The U.S. Department of Justice (DOJ) needs more time to examine Oracle’s proposed acquisition of Sun Microsystems beyond an initial review period, Oracle said Friday.
Oracle and the DOJ were “almost able” to resolve all the issues, but a “narrow issue” related to the way Java rights are licensed remains outstanding, the company said in a statement. The intended US$7.4 billion acquisition of Sun Microsystems Corp. by Oracle Corp. brings to the fore industry speculation over the fate of Sun’s software initiatives including Java, open source, Solaris, and Rich Internet Applications.
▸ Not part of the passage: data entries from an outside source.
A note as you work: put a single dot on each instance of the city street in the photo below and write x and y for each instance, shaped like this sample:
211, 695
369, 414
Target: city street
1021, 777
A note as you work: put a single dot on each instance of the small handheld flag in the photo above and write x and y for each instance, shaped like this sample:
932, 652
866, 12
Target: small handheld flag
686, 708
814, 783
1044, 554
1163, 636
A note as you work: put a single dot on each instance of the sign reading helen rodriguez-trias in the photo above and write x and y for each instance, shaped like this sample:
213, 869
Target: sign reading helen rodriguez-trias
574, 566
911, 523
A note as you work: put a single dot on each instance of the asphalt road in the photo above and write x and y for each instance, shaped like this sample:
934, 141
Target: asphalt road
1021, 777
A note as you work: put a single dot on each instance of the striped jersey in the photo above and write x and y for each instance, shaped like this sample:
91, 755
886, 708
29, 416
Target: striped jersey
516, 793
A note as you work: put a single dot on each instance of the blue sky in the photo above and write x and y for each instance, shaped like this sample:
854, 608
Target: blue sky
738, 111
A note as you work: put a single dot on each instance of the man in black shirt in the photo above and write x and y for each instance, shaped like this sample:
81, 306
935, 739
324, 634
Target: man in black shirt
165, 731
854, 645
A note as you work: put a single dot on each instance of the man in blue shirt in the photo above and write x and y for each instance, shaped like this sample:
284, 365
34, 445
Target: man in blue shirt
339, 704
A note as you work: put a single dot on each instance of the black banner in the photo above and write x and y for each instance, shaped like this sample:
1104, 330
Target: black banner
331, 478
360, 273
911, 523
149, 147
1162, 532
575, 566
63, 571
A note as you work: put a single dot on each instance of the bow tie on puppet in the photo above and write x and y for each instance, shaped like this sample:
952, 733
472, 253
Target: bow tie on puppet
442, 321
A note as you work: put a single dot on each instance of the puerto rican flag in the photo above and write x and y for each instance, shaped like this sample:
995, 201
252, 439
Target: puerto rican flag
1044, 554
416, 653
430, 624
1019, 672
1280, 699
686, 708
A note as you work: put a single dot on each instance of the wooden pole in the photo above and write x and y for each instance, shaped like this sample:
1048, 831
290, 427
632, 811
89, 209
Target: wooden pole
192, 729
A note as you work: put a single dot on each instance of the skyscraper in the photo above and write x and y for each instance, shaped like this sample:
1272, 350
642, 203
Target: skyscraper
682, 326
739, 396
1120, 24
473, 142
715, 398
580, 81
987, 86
“[That issue] is never going to get in the way of the deal. I fully expect that the investigation will end soon and not delay the closing of the deal this summer,” said Oracle counsel Dan Wall from Latham & Watkins in the statement.
The deadline for the DOJ’s initial 30-day review period was set to expire at midnight on Friday, according to reports in The Wall Street Journal and Reuters.
Oracle agreed to acquire Sun in April for US$7.4 billion, after Sun reportedly rejected a purchase offer from IBM. During a press conference to discuss the deal, Oracle CEO Larry Ellison said Java and Solaris were the two main reasons why Oracle wants to buy Sun.
Ellison called Java “the single most important software asset we have ever acquired” and added that Oracle’s Java-based middleware business, bolstered first by the BEA acquisition and now by the purchase of Sun, is on track to become as large as Oracle’s flagship database business.
In early May, Sun disclosed in a filing with the U.S. Securities & Exchange Commission that Sun shareholders had filed three separate lawsuits challenging the proposed sale of the company to Oracle.
The suits, filed in Santa Clara County, California, superior court, name Sun, some of its officials and Oracle as defendants, according to the filing.
All three actions are aimed at blocking the sale, alleging the price tag is “unfair and inadequate.” They also allege “claims for breach of fiduciary duty against the individual defendants and for aiding and abetting a breach of fiduciary duty against the corporate defendants,” the filing states.